In the beginning, Vespa had a serious opponent. Lambretta was a company with a similar history to Piaggio’s. Though Lambretta scooters were considered identically stylish, Vespa retained the larger share of the market. During the 1970s and 80s, more competition came on the market with India and the Southeast mass producing low-end, cheaper scooters for a market that worked to their advantage. However, most of those scooter models were based on Vespa licenses, and if you speak to someone who knows about scooters, there is only one brand worth mentioning, and that’s Vespa.

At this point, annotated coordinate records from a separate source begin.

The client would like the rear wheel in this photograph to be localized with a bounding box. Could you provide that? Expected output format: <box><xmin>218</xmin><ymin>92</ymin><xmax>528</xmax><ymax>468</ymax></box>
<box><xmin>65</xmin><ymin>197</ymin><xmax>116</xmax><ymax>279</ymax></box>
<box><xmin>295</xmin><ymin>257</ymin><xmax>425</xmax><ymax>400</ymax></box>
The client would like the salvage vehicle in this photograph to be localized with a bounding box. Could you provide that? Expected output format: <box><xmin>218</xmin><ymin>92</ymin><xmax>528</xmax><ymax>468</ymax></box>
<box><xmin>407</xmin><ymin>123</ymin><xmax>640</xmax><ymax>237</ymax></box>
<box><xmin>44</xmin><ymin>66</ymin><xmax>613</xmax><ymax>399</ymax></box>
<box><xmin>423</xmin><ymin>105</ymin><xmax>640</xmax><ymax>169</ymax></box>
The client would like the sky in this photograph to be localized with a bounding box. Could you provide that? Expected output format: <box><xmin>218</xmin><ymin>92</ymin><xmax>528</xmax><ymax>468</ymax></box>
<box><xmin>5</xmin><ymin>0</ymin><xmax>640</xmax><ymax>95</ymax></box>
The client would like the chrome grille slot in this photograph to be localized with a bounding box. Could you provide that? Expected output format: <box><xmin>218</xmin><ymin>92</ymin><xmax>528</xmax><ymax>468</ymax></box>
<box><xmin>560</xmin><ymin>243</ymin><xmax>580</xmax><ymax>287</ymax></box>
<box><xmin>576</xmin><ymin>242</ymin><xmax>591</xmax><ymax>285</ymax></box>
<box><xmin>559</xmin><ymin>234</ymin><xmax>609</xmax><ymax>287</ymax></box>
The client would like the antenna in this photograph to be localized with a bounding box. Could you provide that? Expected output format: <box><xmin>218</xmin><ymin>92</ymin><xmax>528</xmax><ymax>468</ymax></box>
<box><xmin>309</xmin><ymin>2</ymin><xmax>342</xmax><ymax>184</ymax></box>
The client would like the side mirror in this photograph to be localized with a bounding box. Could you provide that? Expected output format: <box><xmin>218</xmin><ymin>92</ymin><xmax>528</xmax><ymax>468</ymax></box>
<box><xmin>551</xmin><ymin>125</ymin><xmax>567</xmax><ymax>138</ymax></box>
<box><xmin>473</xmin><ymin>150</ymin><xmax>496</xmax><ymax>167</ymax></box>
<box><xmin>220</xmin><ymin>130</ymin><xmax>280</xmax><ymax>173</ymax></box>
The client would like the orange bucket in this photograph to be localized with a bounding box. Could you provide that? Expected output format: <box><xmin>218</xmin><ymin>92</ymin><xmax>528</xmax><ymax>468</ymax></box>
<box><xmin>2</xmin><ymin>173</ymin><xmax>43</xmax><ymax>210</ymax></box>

Over 16 million Vespa motor scooters have been produced in 13 countries and sold around the globe. From those first words, “It looks like a wasp!” Enrico Piaggio did not know that it was the beginning of a long and successful undertaking. From the first production venture in 1946, even the Italian language was inspired with the word “vespare,” or to go somewhere on a Vespa.

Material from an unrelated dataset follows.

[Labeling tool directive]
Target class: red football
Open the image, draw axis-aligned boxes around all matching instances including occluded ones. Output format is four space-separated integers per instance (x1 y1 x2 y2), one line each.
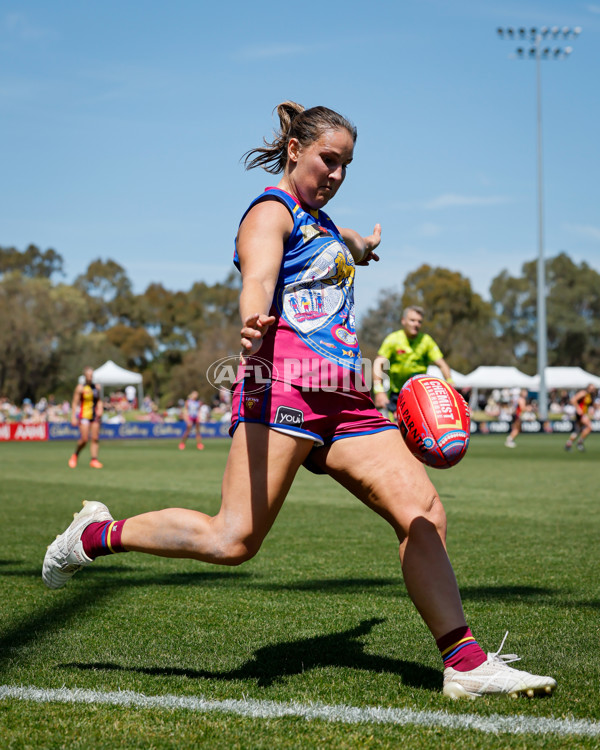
396 375 471 469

In spite of financial hardships in the 1980s and 90s, and several changes in proprietorship, the Piaggio Company and the Vespa brand are well-known and respected. The 21st Century has witnessed the reintroduction of Vespas in the North America market as well. Today, the Vespa scooter has taken on a more high-end worldly type style for long distance drives due to key upgrades in engine efficiency and supremacy. Piaggio launched the MP3 in 2007, a model vehicle with two-wheels in front and one in the back. A state-of-the-art suspension and computer monitored fuel injection makes the MP3 a modernistic and much desired scooter. For a large number of people, the Vespa is the idea combination of style, design, practicality, elegance, and functionality. It simply works! The Vespa is timeless; it goes beyond the fickleness of trends and exceeds the dimensions of time.